Den Rest der Nacht verbringt Roland traumlos. Der Traum im Traum war zu realistisch. Das ist ja auch echt so passiert. Rolands Kopf ist zum Bersten mit Traumnachwehen und extremer Verwirrung gefüllt. Noch ein Fetzen Kleintraum und diverse Synapsenverbindungen Rolands würden einfach so auseinanderplatzen. Im Schlaf. Das Gehirn weggebombt vom eigenen Traumunwesen. Ein Krassdraufling riecht übrigens wie die Mischung aus unsauberer Toilette, Zahnfleischblut, ranziger Milch und Kotze. Traumgeruch vergehe. Verwehe. Lass nur beständig Realität walten. Rolands Kopf verarbeitet die Eindrücke. Das hat aber schon als Kind nicht geklappt. Aber die Güte des Schlafs weht zum Fenster herein und es kommt eine kleine Frische und die Benommenheit des Augenzufallens. Das geht ja immer irgendwie einfach so.

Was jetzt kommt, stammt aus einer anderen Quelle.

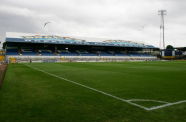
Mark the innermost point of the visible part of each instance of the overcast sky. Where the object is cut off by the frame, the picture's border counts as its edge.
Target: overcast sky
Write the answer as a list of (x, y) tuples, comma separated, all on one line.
[(110, 19)]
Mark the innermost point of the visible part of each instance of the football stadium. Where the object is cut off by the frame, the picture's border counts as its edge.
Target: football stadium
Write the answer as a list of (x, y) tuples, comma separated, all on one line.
[(59, 78)]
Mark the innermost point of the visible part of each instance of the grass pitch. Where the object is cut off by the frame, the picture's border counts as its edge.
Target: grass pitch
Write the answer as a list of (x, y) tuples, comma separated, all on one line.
[(32, 95)]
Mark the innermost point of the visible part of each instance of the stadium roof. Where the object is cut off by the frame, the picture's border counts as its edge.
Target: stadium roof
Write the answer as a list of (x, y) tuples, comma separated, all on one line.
[(55, 39)]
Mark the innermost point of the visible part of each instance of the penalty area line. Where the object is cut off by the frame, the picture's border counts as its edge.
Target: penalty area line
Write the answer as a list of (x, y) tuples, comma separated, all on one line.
[(110, 95)]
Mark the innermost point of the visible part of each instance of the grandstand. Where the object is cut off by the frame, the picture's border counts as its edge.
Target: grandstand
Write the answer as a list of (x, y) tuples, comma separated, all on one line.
[(50, 48)]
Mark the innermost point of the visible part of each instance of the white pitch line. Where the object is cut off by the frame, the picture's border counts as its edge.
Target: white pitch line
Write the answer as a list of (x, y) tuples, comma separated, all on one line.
[(148, 100), (127, 101), (165, 105)]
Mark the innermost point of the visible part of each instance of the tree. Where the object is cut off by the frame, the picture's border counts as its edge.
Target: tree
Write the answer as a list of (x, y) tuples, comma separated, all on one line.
[(4, 45), (169, 47)]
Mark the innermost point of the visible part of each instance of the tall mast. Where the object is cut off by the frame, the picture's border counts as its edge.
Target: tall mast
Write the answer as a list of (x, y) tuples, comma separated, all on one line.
[(162, 13)]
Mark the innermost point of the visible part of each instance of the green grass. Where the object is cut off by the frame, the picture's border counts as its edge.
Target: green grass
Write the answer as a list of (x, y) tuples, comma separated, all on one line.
[(33, 96)]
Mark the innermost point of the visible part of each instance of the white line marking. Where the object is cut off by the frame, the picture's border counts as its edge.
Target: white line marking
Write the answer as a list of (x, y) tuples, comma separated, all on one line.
[(148, 100), (127, 101), (165, 105), (92, 89)]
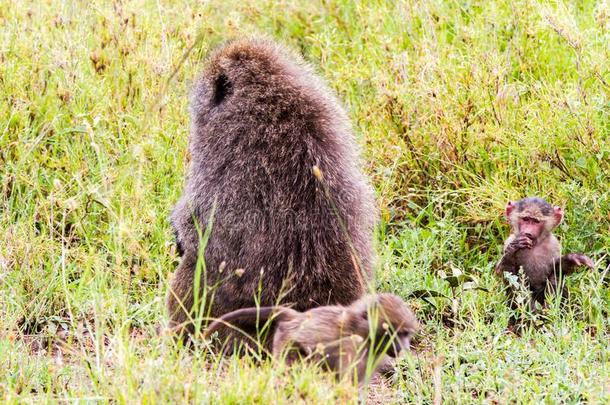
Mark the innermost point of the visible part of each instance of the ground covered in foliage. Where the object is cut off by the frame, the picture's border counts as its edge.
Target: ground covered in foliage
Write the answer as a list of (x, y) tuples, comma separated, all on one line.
[(459, 106)]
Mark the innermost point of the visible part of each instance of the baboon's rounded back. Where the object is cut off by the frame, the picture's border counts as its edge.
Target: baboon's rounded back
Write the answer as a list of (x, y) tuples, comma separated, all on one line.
[(261, 120)]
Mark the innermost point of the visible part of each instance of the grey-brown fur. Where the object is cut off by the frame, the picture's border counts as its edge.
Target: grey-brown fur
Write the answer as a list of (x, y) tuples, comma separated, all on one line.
[(261, 119), (340, 337), (533, 247)]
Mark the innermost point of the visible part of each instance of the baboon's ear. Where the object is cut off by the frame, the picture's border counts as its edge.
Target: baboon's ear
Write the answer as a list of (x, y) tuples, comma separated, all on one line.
[(222, 88), (558, 215)]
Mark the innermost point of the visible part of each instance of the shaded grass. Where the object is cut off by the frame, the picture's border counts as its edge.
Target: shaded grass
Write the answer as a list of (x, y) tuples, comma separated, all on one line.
[(459, 106)]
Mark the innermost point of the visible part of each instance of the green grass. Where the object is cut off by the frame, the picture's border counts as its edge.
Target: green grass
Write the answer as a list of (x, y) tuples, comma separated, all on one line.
[(459, 106)]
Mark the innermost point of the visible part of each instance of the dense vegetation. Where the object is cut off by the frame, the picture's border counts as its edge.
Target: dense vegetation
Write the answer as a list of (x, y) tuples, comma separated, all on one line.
[(459, 106)]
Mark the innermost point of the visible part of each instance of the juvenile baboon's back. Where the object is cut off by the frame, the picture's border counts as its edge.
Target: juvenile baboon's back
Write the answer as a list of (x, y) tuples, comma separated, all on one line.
[(261, 120)]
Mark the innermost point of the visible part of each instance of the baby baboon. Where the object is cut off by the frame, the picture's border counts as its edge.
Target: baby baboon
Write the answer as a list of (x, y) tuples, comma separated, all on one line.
[(339, 337), (533, 247), (274, 158)]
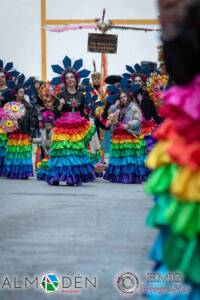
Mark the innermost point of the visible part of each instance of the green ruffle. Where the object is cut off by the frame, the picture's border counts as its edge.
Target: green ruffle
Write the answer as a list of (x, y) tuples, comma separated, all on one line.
[(44, 165), (18, 155), (95, 157), (125, 153), (122, 146), (160, 180), (183, 255), (90, 134), (21, 149), (67, 145), (68, 152), (3, 138), (182, 217)]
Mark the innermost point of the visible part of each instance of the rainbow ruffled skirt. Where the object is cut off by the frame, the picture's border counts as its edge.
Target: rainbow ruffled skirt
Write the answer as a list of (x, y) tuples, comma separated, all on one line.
[(69, 160), (3, 141), (42, 169), (175, 183), (18, 158), (127, 156), (148, 127)]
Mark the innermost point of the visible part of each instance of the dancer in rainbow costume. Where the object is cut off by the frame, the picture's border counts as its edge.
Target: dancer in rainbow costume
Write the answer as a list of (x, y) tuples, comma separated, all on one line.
[(18, 158), (150, 118), (69, 160), (3, 141), (175, 160), (128, 149)]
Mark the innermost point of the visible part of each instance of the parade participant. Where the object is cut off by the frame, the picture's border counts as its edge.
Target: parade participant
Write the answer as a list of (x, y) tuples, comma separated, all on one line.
[(175, 162), (6, 73), (69, 161), (44, 144), (128, 149), (150, 118), (3, 142), (18, 158)]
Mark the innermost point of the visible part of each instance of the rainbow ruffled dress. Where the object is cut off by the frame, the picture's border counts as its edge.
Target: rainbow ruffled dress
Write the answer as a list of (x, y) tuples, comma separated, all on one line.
[(69, 160), (3, 141), (18, 158), (148, 127), (127, 156), (42, 169), (175, 184)]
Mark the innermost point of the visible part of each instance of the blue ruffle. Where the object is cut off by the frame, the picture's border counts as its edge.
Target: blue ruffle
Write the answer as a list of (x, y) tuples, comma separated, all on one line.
[(68, 161), (18, 172), (41, 174), (18, 162), (127, 160), (71, 174), (128, 169)]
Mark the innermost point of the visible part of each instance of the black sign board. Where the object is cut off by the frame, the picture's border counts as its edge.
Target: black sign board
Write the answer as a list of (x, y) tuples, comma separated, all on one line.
[(102, 43)]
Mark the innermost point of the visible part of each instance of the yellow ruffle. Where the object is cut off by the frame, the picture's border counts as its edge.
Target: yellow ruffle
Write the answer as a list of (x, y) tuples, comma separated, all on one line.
[(68, 137), (1, 130), (133, 141), (159, 156), (186, 185), (13, 142)]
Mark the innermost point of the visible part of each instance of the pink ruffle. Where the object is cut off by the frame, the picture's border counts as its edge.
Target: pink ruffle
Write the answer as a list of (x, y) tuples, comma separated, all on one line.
[(186, 98)]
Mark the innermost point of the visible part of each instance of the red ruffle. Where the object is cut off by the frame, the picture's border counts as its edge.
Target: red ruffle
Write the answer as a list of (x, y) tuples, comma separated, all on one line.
[(18, 136)]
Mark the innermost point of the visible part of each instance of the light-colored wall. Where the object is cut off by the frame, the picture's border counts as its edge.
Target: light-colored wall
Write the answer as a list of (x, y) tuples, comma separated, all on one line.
[(21, 36)]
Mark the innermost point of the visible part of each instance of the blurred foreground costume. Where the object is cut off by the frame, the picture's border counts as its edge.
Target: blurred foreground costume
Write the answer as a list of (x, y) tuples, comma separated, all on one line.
[(175, 160)]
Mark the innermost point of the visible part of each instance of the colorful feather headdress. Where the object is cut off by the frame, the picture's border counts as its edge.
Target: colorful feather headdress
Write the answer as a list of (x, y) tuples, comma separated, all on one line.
[(69, 66)]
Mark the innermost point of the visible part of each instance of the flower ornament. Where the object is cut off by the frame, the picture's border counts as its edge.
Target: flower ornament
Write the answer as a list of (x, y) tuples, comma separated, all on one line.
[(14, 110), (8, 125), (155, 86), (75, 68)]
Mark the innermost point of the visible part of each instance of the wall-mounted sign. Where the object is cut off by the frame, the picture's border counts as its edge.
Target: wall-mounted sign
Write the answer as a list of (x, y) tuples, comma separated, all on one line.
[(102, 43)]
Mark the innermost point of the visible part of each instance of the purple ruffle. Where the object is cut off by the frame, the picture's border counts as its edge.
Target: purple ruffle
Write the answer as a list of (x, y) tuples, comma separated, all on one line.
[(72, 179), (132, 178), (150, 142)]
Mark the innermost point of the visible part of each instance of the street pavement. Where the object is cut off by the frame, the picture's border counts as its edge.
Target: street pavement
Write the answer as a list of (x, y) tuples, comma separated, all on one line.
[(96, 230)]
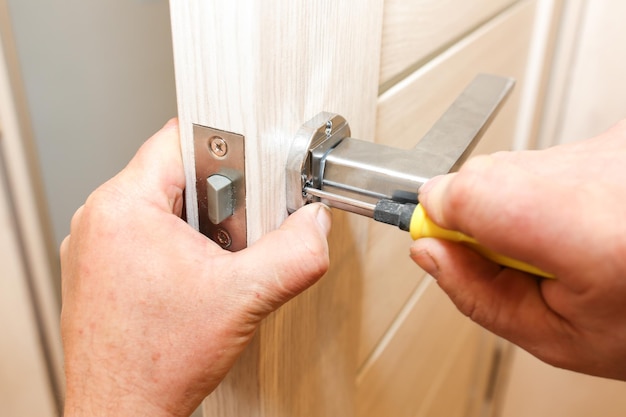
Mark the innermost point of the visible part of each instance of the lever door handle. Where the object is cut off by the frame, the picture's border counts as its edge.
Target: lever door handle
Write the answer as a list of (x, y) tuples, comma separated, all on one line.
[(326, 164)]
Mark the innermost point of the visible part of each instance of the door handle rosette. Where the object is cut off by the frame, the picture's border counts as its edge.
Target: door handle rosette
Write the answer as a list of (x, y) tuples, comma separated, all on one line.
[(326, 164)]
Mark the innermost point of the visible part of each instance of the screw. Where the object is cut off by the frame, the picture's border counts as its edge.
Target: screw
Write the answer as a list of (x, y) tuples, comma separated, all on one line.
[(218, 146), (223, 238)]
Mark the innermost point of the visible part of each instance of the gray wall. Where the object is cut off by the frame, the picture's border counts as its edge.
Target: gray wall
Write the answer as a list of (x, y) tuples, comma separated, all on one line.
[(99, 81)]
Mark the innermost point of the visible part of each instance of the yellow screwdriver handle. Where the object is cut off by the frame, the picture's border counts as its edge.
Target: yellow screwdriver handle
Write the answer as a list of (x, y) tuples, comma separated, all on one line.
[(422, 226)]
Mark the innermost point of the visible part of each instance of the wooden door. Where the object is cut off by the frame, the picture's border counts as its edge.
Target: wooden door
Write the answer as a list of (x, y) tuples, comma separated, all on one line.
[(375, 337)]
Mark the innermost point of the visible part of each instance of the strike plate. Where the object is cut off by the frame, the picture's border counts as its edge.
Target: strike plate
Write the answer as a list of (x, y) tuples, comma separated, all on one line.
[(218, 152)]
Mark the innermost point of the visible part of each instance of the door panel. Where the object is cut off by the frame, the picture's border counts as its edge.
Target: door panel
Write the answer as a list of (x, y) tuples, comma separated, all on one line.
[(261, 69), (413, 31), (375, 337), (405, 113)]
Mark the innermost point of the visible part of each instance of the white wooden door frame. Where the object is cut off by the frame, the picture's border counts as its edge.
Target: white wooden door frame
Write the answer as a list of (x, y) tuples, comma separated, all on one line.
[(261, 69)]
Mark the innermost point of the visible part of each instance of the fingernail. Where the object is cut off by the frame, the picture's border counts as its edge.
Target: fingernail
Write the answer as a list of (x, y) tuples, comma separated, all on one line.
[(324, 218), (425, 260)]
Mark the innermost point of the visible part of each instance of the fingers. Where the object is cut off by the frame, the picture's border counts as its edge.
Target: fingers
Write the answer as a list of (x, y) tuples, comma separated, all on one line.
[(506, 302), (156, 172), (287, 261), (507, 209)]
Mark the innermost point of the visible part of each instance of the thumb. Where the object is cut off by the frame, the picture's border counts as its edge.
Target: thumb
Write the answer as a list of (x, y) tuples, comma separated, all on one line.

Das Aufwachen ist das Zaudern des Lebendigseins. Das Zögern der Existenz. Vielleicht wäre es schön, morgens nicht aufzuwachen, sondern einfach zu sterben ... "Kein Wille triumphiert" haben kürzlich Tocotronic auf ihrem aktuellen Album "Kapitulation" gesungen und das ist an vielen Morgen die reine Wahrheit. Kein Wille, leider auch nicht der eigene, kann einen bewegen.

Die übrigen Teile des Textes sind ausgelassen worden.